HOLOPIS.COM, JAKARYA – Calon Wakil Presiden nomor urut 03, Mahfud MD pernah menyampaikan bahwa keberadaan Gibran Rakabuming Raka bukan dalam Pilpres 2024 merupakan dinasti politik, sekalipun sang ayah kandung yakni Joko Widodo saat ini menjadi Presiden Republik Indonesia.
“Dinasti politik itu sebenarnya bukan ada di negara demokrasi,” kata Mahfud MD dalam sebuah video bersama Najwa Shihab yang dikutip Holopis.com, Rabu (7/2).

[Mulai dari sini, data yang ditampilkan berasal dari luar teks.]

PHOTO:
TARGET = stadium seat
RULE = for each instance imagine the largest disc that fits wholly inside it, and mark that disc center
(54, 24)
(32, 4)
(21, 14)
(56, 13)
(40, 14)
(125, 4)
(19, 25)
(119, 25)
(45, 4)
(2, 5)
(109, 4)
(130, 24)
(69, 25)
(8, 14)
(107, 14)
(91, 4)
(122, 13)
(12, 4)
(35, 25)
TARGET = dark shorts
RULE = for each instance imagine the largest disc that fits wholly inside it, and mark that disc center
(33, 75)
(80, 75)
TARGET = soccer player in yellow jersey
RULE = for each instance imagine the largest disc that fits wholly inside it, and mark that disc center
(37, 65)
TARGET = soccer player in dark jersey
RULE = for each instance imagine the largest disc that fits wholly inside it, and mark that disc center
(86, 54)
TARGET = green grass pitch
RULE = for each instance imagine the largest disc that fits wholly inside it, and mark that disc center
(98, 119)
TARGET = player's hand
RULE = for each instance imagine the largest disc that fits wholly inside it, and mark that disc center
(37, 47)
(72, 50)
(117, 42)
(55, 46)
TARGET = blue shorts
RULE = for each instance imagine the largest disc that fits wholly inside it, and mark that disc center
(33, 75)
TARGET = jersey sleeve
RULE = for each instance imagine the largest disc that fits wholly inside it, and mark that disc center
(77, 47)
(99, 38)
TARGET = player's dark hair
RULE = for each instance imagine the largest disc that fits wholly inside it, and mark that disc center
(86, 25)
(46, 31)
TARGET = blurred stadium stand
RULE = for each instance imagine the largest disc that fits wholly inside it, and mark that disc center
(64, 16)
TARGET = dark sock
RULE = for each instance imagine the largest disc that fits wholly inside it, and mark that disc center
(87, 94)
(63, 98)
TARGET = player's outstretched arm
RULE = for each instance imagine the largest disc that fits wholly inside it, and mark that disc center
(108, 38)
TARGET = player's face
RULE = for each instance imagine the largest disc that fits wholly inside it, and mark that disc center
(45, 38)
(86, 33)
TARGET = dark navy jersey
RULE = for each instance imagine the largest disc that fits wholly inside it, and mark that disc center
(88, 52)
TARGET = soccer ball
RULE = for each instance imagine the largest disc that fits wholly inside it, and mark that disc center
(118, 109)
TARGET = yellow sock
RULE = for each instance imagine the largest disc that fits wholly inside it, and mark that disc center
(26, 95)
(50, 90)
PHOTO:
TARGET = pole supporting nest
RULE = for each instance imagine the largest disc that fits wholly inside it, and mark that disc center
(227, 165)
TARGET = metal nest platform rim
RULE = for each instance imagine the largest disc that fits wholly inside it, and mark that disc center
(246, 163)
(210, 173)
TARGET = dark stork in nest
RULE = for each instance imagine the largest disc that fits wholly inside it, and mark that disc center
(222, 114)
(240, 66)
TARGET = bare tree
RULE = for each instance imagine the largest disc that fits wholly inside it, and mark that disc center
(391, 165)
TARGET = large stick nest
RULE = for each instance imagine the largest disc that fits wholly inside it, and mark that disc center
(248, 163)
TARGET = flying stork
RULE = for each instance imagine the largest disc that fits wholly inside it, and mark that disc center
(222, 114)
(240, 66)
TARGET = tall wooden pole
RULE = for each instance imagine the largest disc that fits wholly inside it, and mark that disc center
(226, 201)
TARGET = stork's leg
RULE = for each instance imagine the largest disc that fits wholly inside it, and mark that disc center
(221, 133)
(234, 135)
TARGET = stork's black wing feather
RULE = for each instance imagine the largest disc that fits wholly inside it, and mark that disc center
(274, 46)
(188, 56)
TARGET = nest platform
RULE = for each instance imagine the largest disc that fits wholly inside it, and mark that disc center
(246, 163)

Hal ini disampaikan Mahfud saat ditanya tentang pandangannya dia sebagai pakar hukum tata negara soal dugaan praktik politik dinasti pasca Gibran Rakabuming Raka ditetapkan sebagai Cawapres pasca adanya Putusan MK Nomor 9/PUU-XXI/2023 yang memberikan opsi bahwa calon presiden atau calon wakil presiden dapat dicalonkan dengan syarat pernah/sedang menduduki jabatan yang dipilih melalui pemilihan umum termasuk pemilihan kepala daerah.
“Tidak ada larangan lho, saya sudah berkali-kali lho (bilang). Anak Presiden jadi pejabat berikutnya, suami seorang bupati jadi bupati berikutnya tidak ada larangan hukumnya, secara hukum tata negara tidak dilarang,” tegasnya.
Perspektif itulah yang membuat dirinya sama sekali tidak pernah mau menyerang Gibran Rakabuming Raka sebagai Cawapres dalam konteks norma hukum yang ada di Indonesia.
“Saya mau melarang pakai apa? wong hukum membenarkan,” ujarnya.
Sehingga, ia pun menegaskan kembali, bahwa dalam sistem demokrasi modern seperti yang dijalankan di Indonesia, tidak ada istilah dinasti politik hanya karena seorang keluarga pejabat ingin menjadi pejabat melalui proses pemilu.
“Jadi tidak ada larangan dinasti politik kalau dalam arti keluarga menjadi pejabat, ndak ada larangan dalam hukum,” terangnya.
Pun jika pihak-pihak tertentu tidak setuju dengan pencalonan seseorang karena dianggap memiliki afiliasi dengan pejabat, maka pertentangannya bukan soal hukum, akan tetapi etika dan moralitas saja dengan memandang segi pantas atau tidak pantas saja.
“Itu penilaian etik dan moral. Tidak boleh membunuh hak orang untuk berpolitik,” ucapnya.
Kecuali, dalam kebutuhan politik praktis itu ada fasilitas negara yang disalahgunakan oleh calon pejabat maupun keluarga pejabat untuk melakukan kampanye dan sebagainya. Karena ada koridor hukum yang melarang itu, maka perilaku abuse of power bisa dijeratkan dengan konteks pelanggaran pidana kepemiluan.
“Kecuali benar-benar sesudah melakukan itu lalu menggunakan fasilitas negara, baru diproses hukum,” tegas Mahfud.